I dropped Silence on the steps to the alter and collapsed on my knees. Speak.
"I- I have done terrible things." It sounded so strange to speak. He touched my head gently, and suddenly the doors behind me were thrown open. I flinched but stayed completely still.
"Father!" A monk came down between the pews, a light tome clutched in his hand. I saw it from the corner of my eye as he stood before the bishop. "Father, there is fighting outside the village." The old man looked at the young monk somberly, and removed his hand from my forehead.
"Fighting?"
"Black Fang. They have targeted a group of travelers."
"Quickly," the bishop urged him, "get the people inside of the church for shelter. God frowns upon the shedding of innocent blood."
I covered my eyes and trembled. He looked at me and averted his eyes.
"Go, daughter. Do what you must." He must have noticed my clothing, the typical dark garments of the Fang were undeniable. Picking up Silence, I promptly left the church.
I ran down the streets and moved to the edges of the town, looking over the fences. I could see the dark shadows of men in the fog with the sound of combat ringing in metal. A tall man in ordinary brown clothing pierced through the mist and was shouting to people behind him. I saw his red hair first, it was distinct through the whiteness.
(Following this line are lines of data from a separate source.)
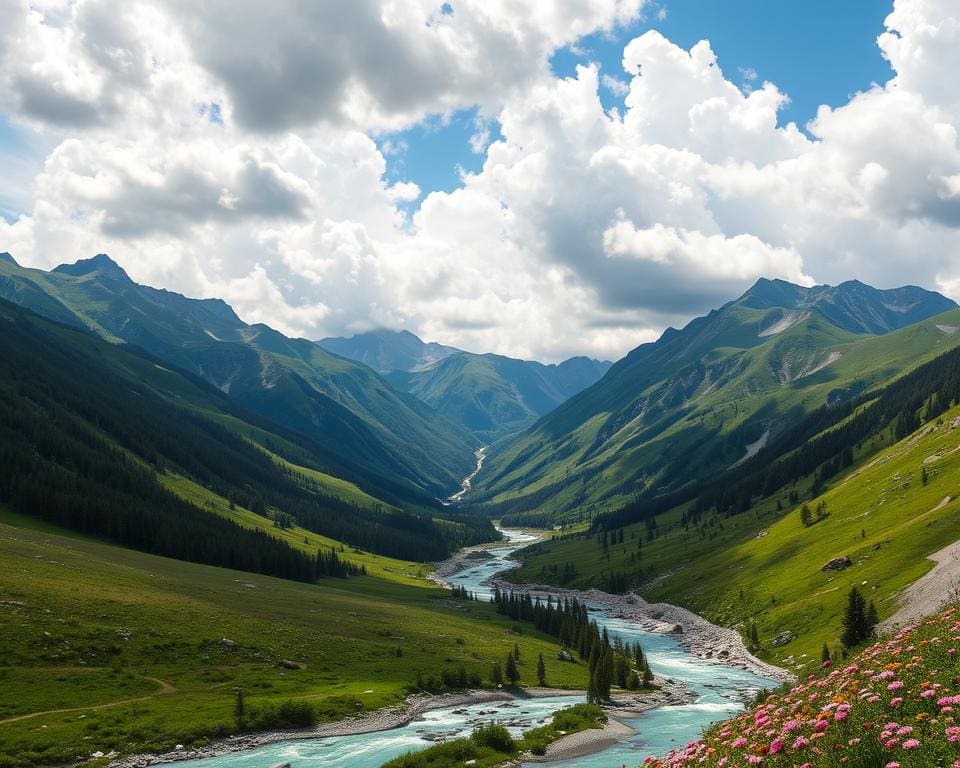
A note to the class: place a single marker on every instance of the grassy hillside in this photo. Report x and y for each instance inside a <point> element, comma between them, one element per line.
<point>344,407</point>
<point>493,396</point>
<point>764,566</point>
<point>89,427</point>
<point>106,649</point>
<point>699,401</point>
"Hector, disarm that ballistae!" he shouted into the mist, making way toward the town. He stopped along the way to impale a man waiting to ambush him, a man that I recognized from the Fang Headquarters. The red-haired man was undaunted and entered through the gate. He didn't notice me a few steps away, and looked at the deserted place. I covered my head with the dark hood and placed out a hand to halt him. His eyes caught my gesture immediately and he moved his rapier quickly.
"Stop there," I said, my voice shaking. My fingers shook too.
"Who--" he began, a frown quickly forming his face when he saw my clothes.
"Be not alarmed. For my own reasons, I wear the garb of the Black Fang." I looked at his face and studied his features, they told me that he was not from Bern. "I am a citizen of Lycia, I am not your enemy."
I expected him to say something, but he did not. He looked at the stave in my hand. The dark blood dripped from the point of his sword. The words With Weakness on Silence's shaft were exposed to me.
"There is a woman who leads the Black Fang," I held Silence in a horizontal position to him, "If you are to confront her, take this staff, use it against her. For this woman is the one you must seek, her name is Sonia." His hands closed around the cold metal shaft. I let go, and a huge burden lifted from my shoulders.
"Do not forget." As soon as my fingers left contact, I turned with a flow of my cloak. The hood fell away as I fled, my dark hair tumbled out. "Sonia!"